Para Rocío y el jefe Memo
Tienes razón, viajera: uno de los ángulos más patéticos de la deshumanización galopante de nuestra ciudad es el trato a los ancianos. Esa serie de reportajes de Triunfo Elizalde sobre lo que ocurre en el asilo del Insen, desgarradora como fue, me dejó una inquietud: si eso ocurre con los ancianos que por lo menos obtienen unas migajas de ``gasto social'', ¿qué pasa con todos esos otros --más de 95 por ciento, según los datos que ahí se manejaron-- que no tienen ningún árbol al cual arrimarse?
No siempre fue así. Allá por los sesentas, mi padre era un viejo de porte digno y mirada despierta, que marchaba todas las mañanas en tranvía a su trabajo en el gobierno, donde gozaba, si no de poder e influencia, sí del respeto y cariño de sus compañeros y aun de sus jefes más jóvenes, que incluso se acercaban a pedirle consejo y experiencia, siempre anteponiendo un atento ``señor ingeniero''.

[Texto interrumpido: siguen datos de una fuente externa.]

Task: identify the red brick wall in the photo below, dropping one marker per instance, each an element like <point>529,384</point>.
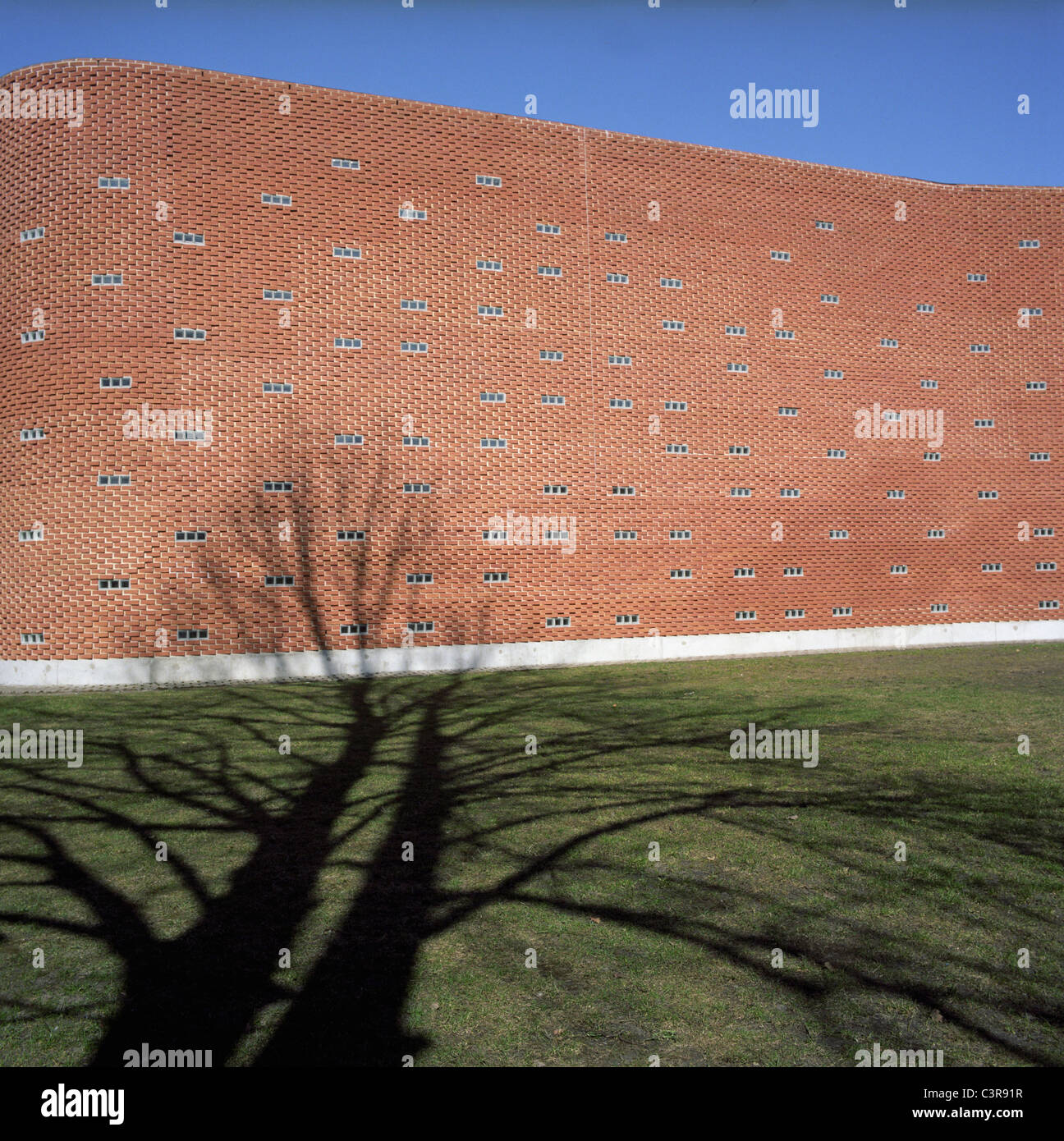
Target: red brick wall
<point>207,145</point>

Poco afecto a la parranda, prefería llegar temprano a casa, comer en la cocina platicando las incidencias del día con mi madre y hacer la digestión con un anís o un vino de mora o de membrillo de los que preparaban en su solar nativo, en la sierra hidalguense. A veces --cuando su modestísimo sueldo lo permitía-- acompañaba su comida con un tinto. Luego sacaba su papel pautado y se ponía a componer, o bien dibujaba o escribía, casi siempre algo dedicado al pueblo de sus amores.
Murió como trabajador activo, a los 75 años, y a su sepelio concurrieron desde funcionarios hasta elevadoristas, lo mismo contemporáneos suyos que de dos o tres generaciones adelante, y decenas de paisanos, unos encumbrados, otros humildes. No mucho después se puso de moda aquella canción de Piero que se refería al tranvía y al vino tinto, y como mi madre siempre llamó ``mi viejo'' a su compañero de casi 30 años, la tonada le arrancaba lágrimas desde los primeros compases. Sigue arrancándoselas hoy, a casi un cuarto de siglo de distancia.
Todo eso fue antes, mucho antes de que el neoliberalismo --ese invento de izquierdosos delirantes-- arrojara a tantas personas de la tercera edad de sus puestos de trabajo con el ardid del retiro voluntario o el despido simple, y les fuera reduciendo las pensiones, luego las magras prestaciones, más adelante las posibilidades de una supervivencia que pudiera llamarse humana, y hoy, prácticamente hasta la de una muerte digna.
En estos días, viajera, en que nos toca llorar la muerte de algún anciano querido, me vienen a la mente esos que se mueren todos los días sin que los llore nadie.